Photo by Joanne Will
Several years ago, we had a significant mildew issue with our basil. We pulled off a small crop, but since we depend on basil to brighten our entire year, we set out to select for mildew-resistant lines. I wrote about this in the December 2017/January 2018 issue, and I’ve had quite a few requests and letters since then asking me to report on the outcome of those experiments. In a nutshell, that blighty year, we saved seed from the least-affected individuals and later mixed it with seed of several cultivars we obtained from various commercial sources — hoping for the highest genetic variability we could readily obtain. The following year, we scattered that seed in various raised beds, in containers, and on worked ground. To say we had a bounty of basil that year would be an understatement. We had some mildew, but not as pronounced as the year prior.

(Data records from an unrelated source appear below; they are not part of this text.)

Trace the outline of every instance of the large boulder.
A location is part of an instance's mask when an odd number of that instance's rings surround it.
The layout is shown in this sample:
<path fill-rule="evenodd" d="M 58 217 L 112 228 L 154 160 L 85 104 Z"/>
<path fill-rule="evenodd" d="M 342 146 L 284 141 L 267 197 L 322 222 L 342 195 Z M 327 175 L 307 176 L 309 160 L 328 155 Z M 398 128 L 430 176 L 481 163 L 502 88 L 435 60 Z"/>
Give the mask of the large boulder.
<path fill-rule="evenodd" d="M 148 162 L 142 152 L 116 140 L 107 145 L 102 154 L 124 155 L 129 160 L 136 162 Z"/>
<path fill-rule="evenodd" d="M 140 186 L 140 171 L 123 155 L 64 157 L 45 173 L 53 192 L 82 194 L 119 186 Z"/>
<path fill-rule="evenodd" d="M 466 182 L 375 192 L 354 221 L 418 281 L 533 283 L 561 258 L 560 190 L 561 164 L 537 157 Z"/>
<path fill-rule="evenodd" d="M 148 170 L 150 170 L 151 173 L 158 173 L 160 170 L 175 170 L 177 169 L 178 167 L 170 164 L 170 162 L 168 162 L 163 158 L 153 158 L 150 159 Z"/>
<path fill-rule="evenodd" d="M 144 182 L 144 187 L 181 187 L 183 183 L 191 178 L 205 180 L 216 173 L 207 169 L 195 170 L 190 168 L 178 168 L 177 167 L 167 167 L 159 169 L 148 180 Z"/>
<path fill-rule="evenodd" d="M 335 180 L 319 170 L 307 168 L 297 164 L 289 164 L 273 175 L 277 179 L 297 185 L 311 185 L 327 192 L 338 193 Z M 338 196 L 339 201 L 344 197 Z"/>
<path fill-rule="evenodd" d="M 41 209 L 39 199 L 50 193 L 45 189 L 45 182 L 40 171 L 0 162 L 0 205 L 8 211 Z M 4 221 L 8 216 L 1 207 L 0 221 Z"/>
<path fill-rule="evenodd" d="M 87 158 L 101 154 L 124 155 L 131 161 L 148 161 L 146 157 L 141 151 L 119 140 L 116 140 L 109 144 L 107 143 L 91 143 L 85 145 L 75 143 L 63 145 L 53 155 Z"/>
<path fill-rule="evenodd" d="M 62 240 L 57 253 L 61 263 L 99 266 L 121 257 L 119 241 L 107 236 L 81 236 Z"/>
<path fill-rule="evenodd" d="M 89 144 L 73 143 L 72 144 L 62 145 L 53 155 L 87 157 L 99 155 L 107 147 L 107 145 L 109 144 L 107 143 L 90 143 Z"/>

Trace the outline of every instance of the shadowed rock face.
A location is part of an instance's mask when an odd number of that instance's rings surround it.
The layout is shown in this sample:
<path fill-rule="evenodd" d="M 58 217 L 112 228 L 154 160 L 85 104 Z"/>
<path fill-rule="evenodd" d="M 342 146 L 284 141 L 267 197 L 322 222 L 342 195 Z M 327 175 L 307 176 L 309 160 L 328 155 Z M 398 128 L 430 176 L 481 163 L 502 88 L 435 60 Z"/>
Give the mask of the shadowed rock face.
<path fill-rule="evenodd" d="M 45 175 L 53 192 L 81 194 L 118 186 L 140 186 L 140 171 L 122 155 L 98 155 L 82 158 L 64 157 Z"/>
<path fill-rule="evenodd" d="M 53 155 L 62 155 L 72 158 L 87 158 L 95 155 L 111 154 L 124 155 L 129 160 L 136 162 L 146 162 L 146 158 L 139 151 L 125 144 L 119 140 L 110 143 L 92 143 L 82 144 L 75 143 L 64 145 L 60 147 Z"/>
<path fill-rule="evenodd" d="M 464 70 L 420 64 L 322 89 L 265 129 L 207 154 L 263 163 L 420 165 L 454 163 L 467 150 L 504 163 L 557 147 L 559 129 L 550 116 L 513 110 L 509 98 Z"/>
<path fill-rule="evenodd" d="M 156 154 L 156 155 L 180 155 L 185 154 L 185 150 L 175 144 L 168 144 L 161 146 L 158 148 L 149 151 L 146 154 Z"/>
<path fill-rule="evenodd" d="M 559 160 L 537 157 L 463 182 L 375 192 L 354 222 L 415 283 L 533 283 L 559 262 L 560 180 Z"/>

Having had our fill of various types of basils that year, we again saved seed by gathering mature fruiting stalks, bunching them, and hanging them upside-down from a light fixture in the dining room near the woodstove. The following spring, we took those bunches and whacked them on the surface of flats that we set under grow lights, and later, we whacked them right onto the soil in the beds where we planned to grow basil. What we experienced was an explosion of incredible diversity. Some plants resembled the cultivars we started with, but most were obviously crosses among the types, with lovely colors and a full gradient of basil flavors, from sweet to spicy. We saw no blight or mildew or any disease in the basil that year.
Fast-forward a couple of seasons of repeating the seed collecting and replanting strategy. Today, what we have are beds literally choked with a hardy, robust, and rank-growing melting pot of basils that survive cold, rainy springs; hot, dry summers; hot, humid summers — you name it. Even seasons where the tomatoes and peppers refuse to thrive, this basil, although far from a pure type, excels. Our basil even self-sows — we find it growing among the beneficial weeds, such as lambsquarters and wild sunflowers. The native bees and honeybees love it too.
We’ve used genetic diversity and mass selection to good local advantage with heirloom corns, hair sheep, jalapeños, and chickens. Our mutt approach delivers plants and animals that perform without a great deal of intervention on our part. I’m grateful for the folks who maintain the purebred lines so we can choose seed stock from many different sources to create diverse genetic mixes that thrive under our conditions and management strategies. I love the flavor of a ripe ‘Black Krim’ tomato, but I’m a food gardener first, and great performance with benign neglect is what we need to be able to feed ourselves while maintaining the farm and all the side hustles that go with it.